Gantz a rencontré Parly mercredi lors d’une brève visite en France. Avant les pourparlers, un porte-parole du gouvernement français a déclaré que Parly « saisir l’opportunité » et griller le chef de la défense d’Israël sur les connaissances de son gouvernement sur le logiciel espion Pegasus, vendu dans le monde entier par la société israélienne NSO Group.

Les deux parties étaient assez discrètes après leurs entretiens, le bureau de Gantz n’ayant reconnu que la question ayant été soulevée lors de la réunion. Le ministre de la défense « a commenté la question de NSO et lui a dit qu’Israël prend les allégations au sérieux », il a dit dans un communiqué.

« Israël n’accorde de cyber-licences qu’aux États-nations et ne doit être utilisée que pour les besoins de lutte contre le terrorisme et la criminalité. il a ajouté.

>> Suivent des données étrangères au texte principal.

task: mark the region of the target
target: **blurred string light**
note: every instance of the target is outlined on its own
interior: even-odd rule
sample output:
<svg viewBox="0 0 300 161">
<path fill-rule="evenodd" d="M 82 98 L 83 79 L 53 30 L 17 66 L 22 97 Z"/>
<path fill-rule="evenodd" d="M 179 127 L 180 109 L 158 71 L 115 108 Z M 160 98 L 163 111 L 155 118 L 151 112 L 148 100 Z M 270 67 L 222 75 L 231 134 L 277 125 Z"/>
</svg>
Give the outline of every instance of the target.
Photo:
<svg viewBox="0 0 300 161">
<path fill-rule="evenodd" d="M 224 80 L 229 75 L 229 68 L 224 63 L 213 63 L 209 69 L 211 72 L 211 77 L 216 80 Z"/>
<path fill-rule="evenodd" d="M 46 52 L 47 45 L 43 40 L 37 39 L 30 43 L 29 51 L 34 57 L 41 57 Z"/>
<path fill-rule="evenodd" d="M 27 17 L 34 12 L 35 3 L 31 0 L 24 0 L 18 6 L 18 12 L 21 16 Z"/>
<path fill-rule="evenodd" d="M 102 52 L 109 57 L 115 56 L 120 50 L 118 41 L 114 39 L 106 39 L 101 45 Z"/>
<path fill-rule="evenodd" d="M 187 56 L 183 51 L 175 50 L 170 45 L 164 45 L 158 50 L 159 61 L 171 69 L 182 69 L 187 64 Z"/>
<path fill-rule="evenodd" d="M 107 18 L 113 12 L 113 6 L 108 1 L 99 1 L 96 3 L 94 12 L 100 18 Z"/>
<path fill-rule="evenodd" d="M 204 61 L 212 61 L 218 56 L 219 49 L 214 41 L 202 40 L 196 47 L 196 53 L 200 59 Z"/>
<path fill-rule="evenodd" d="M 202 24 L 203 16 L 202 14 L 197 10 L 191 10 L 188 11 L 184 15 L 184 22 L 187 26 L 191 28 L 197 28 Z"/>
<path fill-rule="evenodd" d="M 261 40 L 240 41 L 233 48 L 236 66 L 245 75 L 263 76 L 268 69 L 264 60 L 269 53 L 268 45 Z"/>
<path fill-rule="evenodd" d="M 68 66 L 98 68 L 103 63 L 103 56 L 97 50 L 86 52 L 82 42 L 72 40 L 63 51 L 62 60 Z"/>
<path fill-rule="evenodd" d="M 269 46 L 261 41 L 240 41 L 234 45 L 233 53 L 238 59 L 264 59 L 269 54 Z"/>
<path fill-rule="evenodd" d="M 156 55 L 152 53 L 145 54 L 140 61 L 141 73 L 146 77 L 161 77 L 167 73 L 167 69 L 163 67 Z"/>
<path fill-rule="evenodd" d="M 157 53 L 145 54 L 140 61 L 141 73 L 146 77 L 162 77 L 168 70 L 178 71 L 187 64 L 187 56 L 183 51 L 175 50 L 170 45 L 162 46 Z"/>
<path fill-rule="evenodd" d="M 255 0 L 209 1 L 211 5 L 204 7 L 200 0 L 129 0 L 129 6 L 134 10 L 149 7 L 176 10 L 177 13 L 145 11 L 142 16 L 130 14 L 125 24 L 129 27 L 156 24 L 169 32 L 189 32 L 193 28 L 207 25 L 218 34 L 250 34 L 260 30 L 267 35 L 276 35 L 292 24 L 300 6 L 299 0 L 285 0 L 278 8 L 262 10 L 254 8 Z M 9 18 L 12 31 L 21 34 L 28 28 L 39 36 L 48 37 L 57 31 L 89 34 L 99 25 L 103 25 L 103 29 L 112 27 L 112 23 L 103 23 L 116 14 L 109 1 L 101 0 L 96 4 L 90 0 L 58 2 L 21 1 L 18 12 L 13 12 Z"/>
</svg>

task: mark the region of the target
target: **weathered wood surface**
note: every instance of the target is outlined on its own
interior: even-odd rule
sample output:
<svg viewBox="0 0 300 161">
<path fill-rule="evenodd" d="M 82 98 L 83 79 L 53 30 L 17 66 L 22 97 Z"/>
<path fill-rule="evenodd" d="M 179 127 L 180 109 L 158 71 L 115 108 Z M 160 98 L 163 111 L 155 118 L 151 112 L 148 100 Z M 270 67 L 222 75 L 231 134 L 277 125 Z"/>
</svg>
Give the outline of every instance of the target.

Le logiciel espion Pegasus a été découvert pour la première fois en août 2016 après une tentative infructueuse d’infiltrer le smartphone d’un militant des droits humains. Cette tentative aurait impliqué une approche de spear-phishing pour convaincre les personnes ciblées de cliquer sur un lien malveillant, permettant sans le savoir l’installation du logiciel. On pense que le programme a été encore amélioré au fil du temps, de sorte qu’il pourrait infiltrer secrètement les téléphones des victimes via les vulnérabilités des appareils.

Le logiciel de surveillance a de nouveau fait la une des journaux au début du mois, après qu’un collectif de 17 organisations médiatiques a signalé qu’il avait été utilisé par plusieurs parties sur plus de 50 000 cibles de premier plan, notamment des politiciens, des journalistes et des responsables gouvernementaux du monde entier. Le président français Emmanuel Macron aurait également été sur la liste, qui aurait été visé par des espions marocains avec le logiciel.

Les reportages des médias étaient basés sur des fuites de documents obtenus par le journal d’enquête français Forbidden Stories et Amnesty International.

Les allégations explosives ont déclenché une chaîne de scandales internationaux, tandis que NSO Group a insisté sur le fait que le rapport sur Pegasus était « plein d’hypothèses erronées et de théories non corroborées. La société a également maintenu que le logiciel était destiné à être utilisé uniquement par le renseignement gouvernemental et les forces de l’ordre pour lutter contre le terrorisme et le crime, insistant sur le fait qu’il n’avait aucune connaissance spécifique contre qui ses clients utilisent le piratage.